WHEN despot Kim Jong-il popped his tyrannical clogs the entire people of North Korea melted into a quivering mass of hysterical bawling.
Considering Kim’s contempt for his citizens was surpassed only by his thirst for liquor and pornography, it seemed odd that his passing was lamented.
You don’t normally thank someone who steals your food and DVDs, leaving you to starve in boredom. People appeared to mourn because someone off camera was once again yanking the reins of oppression.
As I sat at home having a pleasantly uneventful New Year’s Eve with a few friends and relatives, I thought: “There’ll be lots of people out tonight and they will be forced to have ‘fun’.”
They won’t be sent to forced labour camps in the North Korean mountains for failing to put on a convincing smile, but many will be bored, tired, and irritated. And having spent copious amounts of money some will feel an obligation to ‘enjoy’ themselves. Others will wish they’d stayed at home.

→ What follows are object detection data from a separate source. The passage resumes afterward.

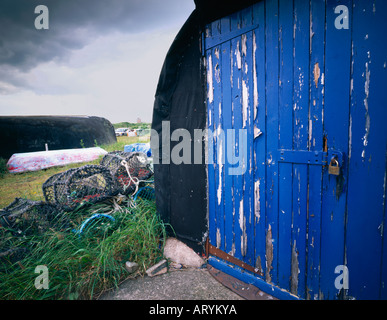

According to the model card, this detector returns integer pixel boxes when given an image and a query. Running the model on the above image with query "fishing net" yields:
[42,165,119,211]
[100,151,153,195]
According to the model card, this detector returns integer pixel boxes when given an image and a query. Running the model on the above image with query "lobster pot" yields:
[0,198,58,233]
[42,165,118,211]
[100,151,153,195]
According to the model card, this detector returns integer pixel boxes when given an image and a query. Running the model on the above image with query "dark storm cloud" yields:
[0,0,193,71]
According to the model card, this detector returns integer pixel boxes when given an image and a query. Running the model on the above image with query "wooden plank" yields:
[278,0,294,291]
[265,1,279,284]
[206,50,216,245]
[212,43,225,250]
[231,23,243,260]
[290,0,310,298]
[306,0,325,300]
[346,0,387,299]
[253,1,266,274]
[319,0,352,299]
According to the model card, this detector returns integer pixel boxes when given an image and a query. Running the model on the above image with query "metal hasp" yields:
[202,0,387,300]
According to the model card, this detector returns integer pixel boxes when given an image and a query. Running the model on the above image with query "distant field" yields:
[0,136,149,208]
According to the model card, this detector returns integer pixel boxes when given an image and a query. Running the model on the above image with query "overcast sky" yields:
[0,0,194,123]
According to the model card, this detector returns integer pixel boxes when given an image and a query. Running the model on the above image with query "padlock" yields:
[328,158,340,176]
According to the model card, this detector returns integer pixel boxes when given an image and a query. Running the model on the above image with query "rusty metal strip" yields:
[207,265,278,300]
[206,242,264,277]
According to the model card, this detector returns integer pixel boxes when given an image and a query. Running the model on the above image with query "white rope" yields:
[121,160,141,195]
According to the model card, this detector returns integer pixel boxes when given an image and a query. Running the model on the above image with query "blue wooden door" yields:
[203,0,387,299]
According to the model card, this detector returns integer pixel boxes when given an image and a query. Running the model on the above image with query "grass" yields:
[0,137,165,300]
[0,136,149,208]
[0,199,165,300]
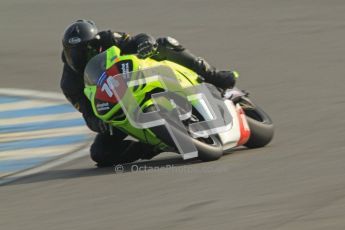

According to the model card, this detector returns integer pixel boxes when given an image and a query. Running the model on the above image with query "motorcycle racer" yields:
[60,20,238,167]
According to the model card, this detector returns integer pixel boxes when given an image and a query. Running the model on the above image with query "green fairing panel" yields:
[84,46,199,149]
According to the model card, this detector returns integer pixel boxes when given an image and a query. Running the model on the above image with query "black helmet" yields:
[62,20,100,73]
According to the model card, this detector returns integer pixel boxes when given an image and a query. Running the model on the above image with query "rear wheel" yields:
[238,97,274,148]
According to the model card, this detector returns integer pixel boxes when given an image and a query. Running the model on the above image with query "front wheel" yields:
[239,97,274,148]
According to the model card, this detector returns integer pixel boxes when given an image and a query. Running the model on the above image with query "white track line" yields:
[0,143,85,160]
[0,111,82,126]
[0,88,93,185]
[0,147,89,185]
[0,125,91,142]
[0,99,68,112]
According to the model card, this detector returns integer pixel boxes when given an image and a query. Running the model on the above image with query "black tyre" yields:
[239,97,274,148]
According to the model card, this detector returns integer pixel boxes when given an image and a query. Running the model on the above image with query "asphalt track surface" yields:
[0,0,345,230]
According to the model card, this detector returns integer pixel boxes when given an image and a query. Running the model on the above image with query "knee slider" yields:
[157,37,184,51]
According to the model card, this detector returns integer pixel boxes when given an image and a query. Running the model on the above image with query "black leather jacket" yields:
[60,31,206,135]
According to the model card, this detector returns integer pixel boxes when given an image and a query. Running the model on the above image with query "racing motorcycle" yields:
[84,46,274,161]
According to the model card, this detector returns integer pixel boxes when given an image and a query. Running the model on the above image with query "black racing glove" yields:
[138,37,158,59]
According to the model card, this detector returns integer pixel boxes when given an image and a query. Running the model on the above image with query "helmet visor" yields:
[64,43,98,74]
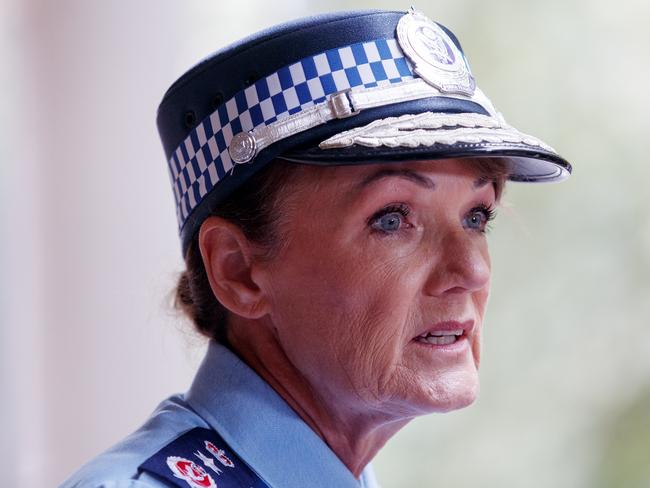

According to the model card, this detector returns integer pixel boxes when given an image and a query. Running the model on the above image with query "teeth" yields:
[425,335,456,346]
[430,329,463,337]
[418,329,463,339]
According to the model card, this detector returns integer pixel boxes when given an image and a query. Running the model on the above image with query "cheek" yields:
[274,248,416,399]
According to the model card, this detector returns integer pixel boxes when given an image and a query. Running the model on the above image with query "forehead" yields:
[286,158,502,191]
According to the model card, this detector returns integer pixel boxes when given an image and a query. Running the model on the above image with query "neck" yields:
[228,320,411,478]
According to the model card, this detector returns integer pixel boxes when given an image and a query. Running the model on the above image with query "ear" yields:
[199,216,268,319]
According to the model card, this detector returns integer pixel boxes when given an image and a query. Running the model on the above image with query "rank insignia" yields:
[139,428,268,488]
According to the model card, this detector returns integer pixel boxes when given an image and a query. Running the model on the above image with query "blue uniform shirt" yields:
[61,342,378,488]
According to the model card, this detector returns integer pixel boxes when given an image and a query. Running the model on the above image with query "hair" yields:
[174,157,508,345]
[174,160,296,344]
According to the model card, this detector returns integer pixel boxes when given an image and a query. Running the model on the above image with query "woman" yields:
[63,7,570,487]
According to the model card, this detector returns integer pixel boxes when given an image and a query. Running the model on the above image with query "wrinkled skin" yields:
[213,160,496,474]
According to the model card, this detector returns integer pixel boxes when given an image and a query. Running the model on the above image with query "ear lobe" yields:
[199,216,267,319]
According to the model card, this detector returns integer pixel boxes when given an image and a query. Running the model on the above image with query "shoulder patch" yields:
[138,428,269,488]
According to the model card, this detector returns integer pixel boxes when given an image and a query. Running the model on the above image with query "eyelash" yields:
[469,203,497,234]
[367,203,497,234]
[367,203,411,234]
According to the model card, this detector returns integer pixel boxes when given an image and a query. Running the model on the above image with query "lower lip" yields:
[413,334,469,354]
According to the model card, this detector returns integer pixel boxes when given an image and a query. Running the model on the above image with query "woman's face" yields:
[262,160,496,418]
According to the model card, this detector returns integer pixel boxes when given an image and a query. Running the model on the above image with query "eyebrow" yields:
[355,168,436,190]
[355,168,492,190]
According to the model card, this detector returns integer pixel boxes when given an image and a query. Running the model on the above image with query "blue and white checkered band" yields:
[169,39,413,229]
[169,33,494,231]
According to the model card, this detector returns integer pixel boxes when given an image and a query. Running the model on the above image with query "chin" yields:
[418,372,480,413]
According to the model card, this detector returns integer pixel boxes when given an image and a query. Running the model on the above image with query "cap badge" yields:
[397,10,476,96]
[228,132,257,164]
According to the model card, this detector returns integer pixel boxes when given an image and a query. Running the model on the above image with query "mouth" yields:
[413,320,474,346]
[415,329,465,346]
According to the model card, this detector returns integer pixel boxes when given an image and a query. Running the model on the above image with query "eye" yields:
[463,205,496,232]
[368,204,410,234]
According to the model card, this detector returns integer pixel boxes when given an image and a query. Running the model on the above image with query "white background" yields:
[0,0,650,488]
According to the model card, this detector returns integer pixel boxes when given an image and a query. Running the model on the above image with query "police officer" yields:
[62,10,571,488]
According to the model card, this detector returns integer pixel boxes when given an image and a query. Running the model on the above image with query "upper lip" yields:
[416,319,474,337]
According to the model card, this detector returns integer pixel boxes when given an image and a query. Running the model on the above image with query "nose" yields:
[425,229,491,296]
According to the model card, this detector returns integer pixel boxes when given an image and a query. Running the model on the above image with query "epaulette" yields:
[139,428,269,488]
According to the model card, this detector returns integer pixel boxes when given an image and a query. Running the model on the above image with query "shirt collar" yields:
[186,341,374,488]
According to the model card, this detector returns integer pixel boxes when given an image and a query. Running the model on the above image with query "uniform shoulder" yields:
[59,395,207,488]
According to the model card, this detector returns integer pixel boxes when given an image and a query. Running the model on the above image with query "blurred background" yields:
[0,0,650,488]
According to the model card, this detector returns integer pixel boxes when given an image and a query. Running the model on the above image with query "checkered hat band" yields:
[169,39,414,230]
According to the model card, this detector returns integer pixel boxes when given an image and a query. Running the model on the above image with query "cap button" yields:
[228,132,257,164]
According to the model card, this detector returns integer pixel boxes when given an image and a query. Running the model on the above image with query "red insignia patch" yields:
[167,456,217,488]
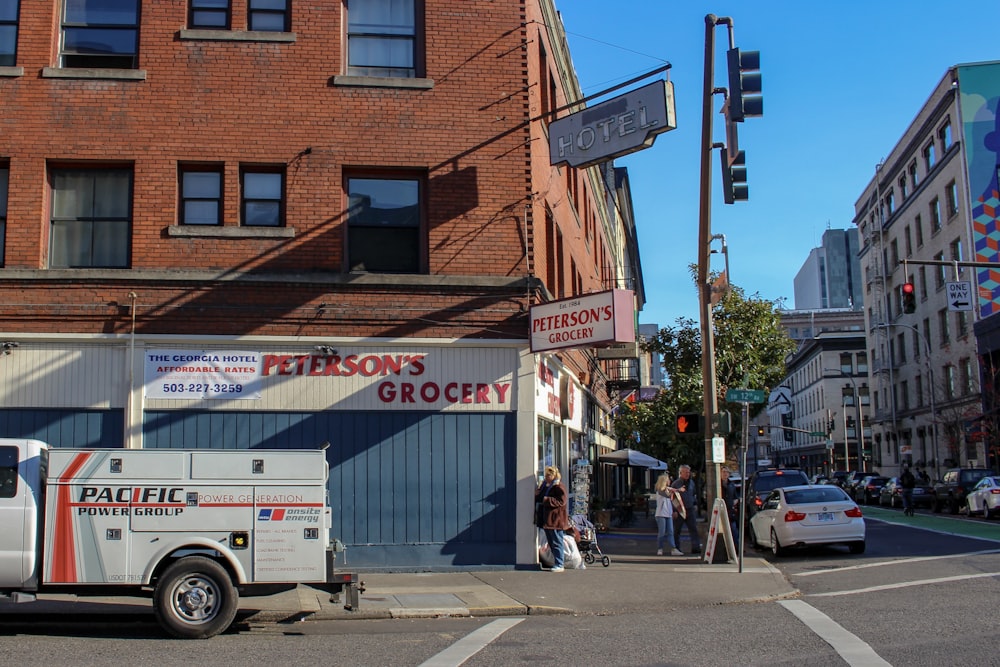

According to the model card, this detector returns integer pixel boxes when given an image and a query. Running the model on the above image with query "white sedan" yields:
[965,477,1000,519]
[750,484,865,556]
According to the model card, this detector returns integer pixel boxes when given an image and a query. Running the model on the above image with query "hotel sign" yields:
[549,81,677,167]
[531,290,635,352]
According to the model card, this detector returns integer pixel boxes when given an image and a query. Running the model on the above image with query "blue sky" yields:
[555,0,1000,327]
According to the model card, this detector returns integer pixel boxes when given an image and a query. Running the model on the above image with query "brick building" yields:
[0,0,643,568]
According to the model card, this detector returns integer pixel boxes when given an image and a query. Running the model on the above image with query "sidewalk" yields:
[0,518,797,625]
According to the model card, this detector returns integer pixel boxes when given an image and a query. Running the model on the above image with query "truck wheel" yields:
[153,556,239,639]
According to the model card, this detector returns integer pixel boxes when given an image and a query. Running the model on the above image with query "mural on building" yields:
[958,63,1000,317]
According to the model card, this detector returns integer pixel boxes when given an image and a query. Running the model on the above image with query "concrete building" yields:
[794,228,863,310]
[0,0,645,569]
[764,308,876,476]
[854,62,1000,476]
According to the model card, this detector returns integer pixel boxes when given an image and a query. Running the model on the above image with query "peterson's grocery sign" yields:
[531,290,635,352]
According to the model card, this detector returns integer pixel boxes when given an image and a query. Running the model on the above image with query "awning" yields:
[598,449,667,470]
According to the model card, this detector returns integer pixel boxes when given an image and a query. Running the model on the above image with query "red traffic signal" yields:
[900,283,917,313]
[676,412,701,435]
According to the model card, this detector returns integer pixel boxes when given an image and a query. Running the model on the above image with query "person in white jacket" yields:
[654,473,684,556]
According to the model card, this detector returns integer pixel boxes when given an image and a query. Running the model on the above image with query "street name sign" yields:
[726,389,764,403]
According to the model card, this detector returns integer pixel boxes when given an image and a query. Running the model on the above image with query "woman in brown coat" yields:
[535,466,569,572]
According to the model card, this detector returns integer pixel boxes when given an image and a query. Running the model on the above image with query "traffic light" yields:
[721,148,750,204]
[900,283,917,313]
[677,412,701,435]
[726,48,764,123]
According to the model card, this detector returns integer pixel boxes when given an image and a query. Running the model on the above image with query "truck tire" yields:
[153,556,239,639]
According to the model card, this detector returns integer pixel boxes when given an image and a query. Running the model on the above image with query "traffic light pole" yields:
[698,14,732,507]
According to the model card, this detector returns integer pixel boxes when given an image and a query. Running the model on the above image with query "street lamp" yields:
[823,368,868,472]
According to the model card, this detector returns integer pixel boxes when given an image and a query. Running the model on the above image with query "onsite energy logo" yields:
[257,507,323,523]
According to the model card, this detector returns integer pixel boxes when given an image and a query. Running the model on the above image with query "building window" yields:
[938,118,952,153]
[944,364,955,399]
[930,197,941,234]
[61,0,139,69]
[924,141,937,173]
[948,239,962,262]
[934,252,948,290]
[944,181,958,218]
[247,0,290,32]
[961,357,976,396]
[188,0,230,30]
[938,308,951,347]
[347,0,419,78]
[49,169,132,268]
[240,167,285,227]
[180,165,222,225]
[347,176,424,273]
[0,167,10,266]
[0,0,19,67]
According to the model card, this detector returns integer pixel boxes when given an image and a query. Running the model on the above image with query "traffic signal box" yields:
[900,283,917,313]
[676,412,701,435]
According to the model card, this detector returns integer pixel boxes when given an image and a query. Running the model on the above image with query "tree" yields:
[632,285,795,469]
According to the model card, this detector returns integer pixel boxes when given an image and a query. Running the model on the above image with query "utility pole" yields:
[698,14,732,507]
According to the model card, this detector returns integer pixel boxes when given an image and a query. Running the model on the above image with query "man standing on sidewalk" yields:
[671,464,701,556]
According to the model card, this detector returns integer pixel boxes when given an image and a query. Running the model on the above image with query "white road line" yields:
[791,549,1000,577]
[420,617,524,667]
[778,600,892,667]
[808,572,1000,598]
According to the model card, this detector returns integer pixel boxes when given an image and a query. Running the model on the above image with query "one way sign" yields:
[948,280,972,310]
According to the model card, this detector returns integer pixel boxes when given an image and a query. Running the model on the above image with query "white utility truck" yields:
[0,438,358,638]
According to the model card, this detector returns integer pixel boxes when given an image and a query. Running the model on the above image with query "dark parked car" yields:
[878,477,934,507]
[933,468,992,514]
[854,475,889,505]
[737,468,809,519]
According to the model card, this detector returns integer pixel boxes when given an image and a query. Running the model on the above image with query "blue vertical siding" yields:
[144,411,516,571]
[0,408,125,448]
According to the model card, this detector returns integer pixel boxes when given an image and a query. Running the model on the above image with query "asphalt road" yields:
[0,508,1000,667]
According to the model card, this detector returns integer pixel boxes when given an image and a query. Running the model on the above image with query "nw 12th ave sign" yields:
[549,81,677,167]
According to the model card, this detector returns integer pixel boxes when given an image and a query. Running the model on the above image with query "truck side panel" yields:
[45,450,329,584]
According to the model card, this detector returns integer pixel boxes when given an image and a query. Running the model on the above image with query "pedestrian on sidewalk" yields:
[670,464,701,555]
[654,473,684,556]
[535,466,570,572]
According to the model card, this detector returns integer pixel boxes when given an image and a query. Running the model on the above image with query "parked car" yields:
[737,468,809,518]
[854,475,889,505]
[878,477,934,507]
[749,484,865,556]
[932,468,993,514]
[965,475,1000,521]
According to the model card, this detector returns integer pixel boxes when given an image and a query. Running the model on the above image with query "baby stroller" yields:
[573,514,611,567]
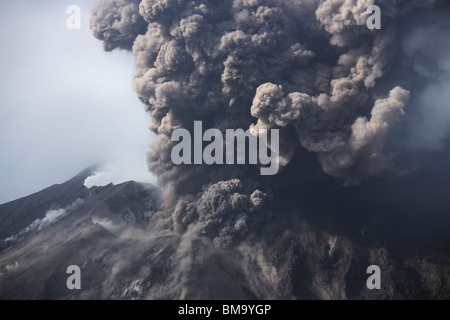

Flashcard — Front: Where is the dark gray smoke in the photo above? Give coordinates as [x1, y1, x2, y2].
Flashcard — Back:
[91, 0, 450, 297]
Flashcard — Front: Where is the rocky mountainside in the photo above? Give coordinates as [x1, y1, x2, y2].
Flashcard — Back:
[0, 170, 450, 299]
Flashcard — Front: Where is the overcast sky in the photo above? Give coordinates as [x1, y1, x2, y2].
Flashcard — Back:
[0, 0, 155, 203]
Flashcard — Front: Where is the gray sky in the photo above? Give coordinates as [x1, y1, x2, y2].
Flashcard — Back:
[0, 0, 155, 203]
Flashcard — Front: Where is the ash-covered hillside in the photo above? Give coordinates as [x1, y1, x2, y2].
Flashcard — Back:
[0, 171, 450, 299]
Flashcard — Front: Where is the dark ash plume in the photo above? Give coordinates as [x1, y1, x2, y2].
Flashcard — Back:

The mood of enforced fun on such occasions as New Year’s Eve bears an uncanny similarity to the forced atmosphere of mourning when one of the world’s most evil men died.
There is a type of ‘fun’, which must be achieved at all costs, including actual enjoyment, and New Year’s Eves (NYEs) are usually the epitome of this enforced fun.
I’ve had a handful of NYEs which were moderately enjoyable, but just as many were averagely rubbish or spirit-crushingly pants.
One of my worst NYEs straddled 1997 and 1998. I’d paid £25 to go to a dance music festival at Granada Studios, in Manchester. Half of my school year was going and that should have been a warning.
I wasn’t keen on half of my fellow pupils and some I positively detested. But most of my best friends were going and the only other option was staying at home and crying.
As it soon transpired, one of my chums would spend the entire night unsociably reclining on his soon-to-be girlfriend’s lap. Another mate would have yet another domestic with his sociopathic girlfriend.
Despite trying to convince myself otherwise, I hated dance music. I still do. It’s pretty sad when a genre of music is best appreciated amidst a vortex of speed, ecstasy and cocaine. I wasn’t on any of those and so I spent the night wandering around like a lost – and sober – dog.
I’m pretty convinced that people drink or drug themselves into oblivion on New Year’s Eve to avoid pondering on how disappointed they are with the party, and sometimes, their own lives. Sometimes I think enforced fun acts as safety device to stop unsatisfied souls from tottering into a nervous breakdown.
Anyway... at about 2am having had a spectacularly miserable time thus far, I declared to a friend: “I’ve come here to enjoy myself and that’s what I’m going to do.”
What a pile of optimistic, self-delusional cobblers that was. It may have fooled my pal, but it left a hollow feeling inside me. It reminds me of people who take far too many photos of themselves and their pals to post on Facebook the next day. The grimaces of apparent enjoyment are held just long enough for the camera shutter to close.
The idea is to show other people what a great time they’ve had as if it’s some form of competitive enjoyment. Occasionally someone’s face slips on camera betraying the dire time they’re really having and you feel a perverse sense of satisfaction.
North Korea has a huge army and secret police force to coerce its people into whatever mood suits the generals that week.
NYE and office parties have their own fun enforcers – a kind of mood police who cast scorn or maniacal enthusiasm over anyone who appears to be party pooping.
I mean what couldn’t be fun about middle-aged men and women dressed as schoolchildren? That’s not at all creepy. What’s not to like about hearing Timmy Mallett’s novelty pop hits blasting from a cheap, tinny stereo? How could that possibly be irritating? No, it’s FUN and you WILL enjoy yourselves or you’ll face severe punishment, like being sent to the kitchen to reload the cake tray.
All this happened (well, most of it) on a ‘back to school fun day’ while I was working in the soul sapping confines of a bank’s admin department.
Then there’s nationally enforced fun. BBC Comic Relief is without doubt a great cause but as laughs go, Remembrance Sunday has more (i.e. none). Sorry, but I demand more from my comedy than newsreaders wearing silly clothes.
So you can call me a misery-guts, a killjoy, and a stick-in-the-mud if you like. But I know how to enjoy myself because I don’t let anyone dictate my entertainment agenda – and I don’t live in North Korea.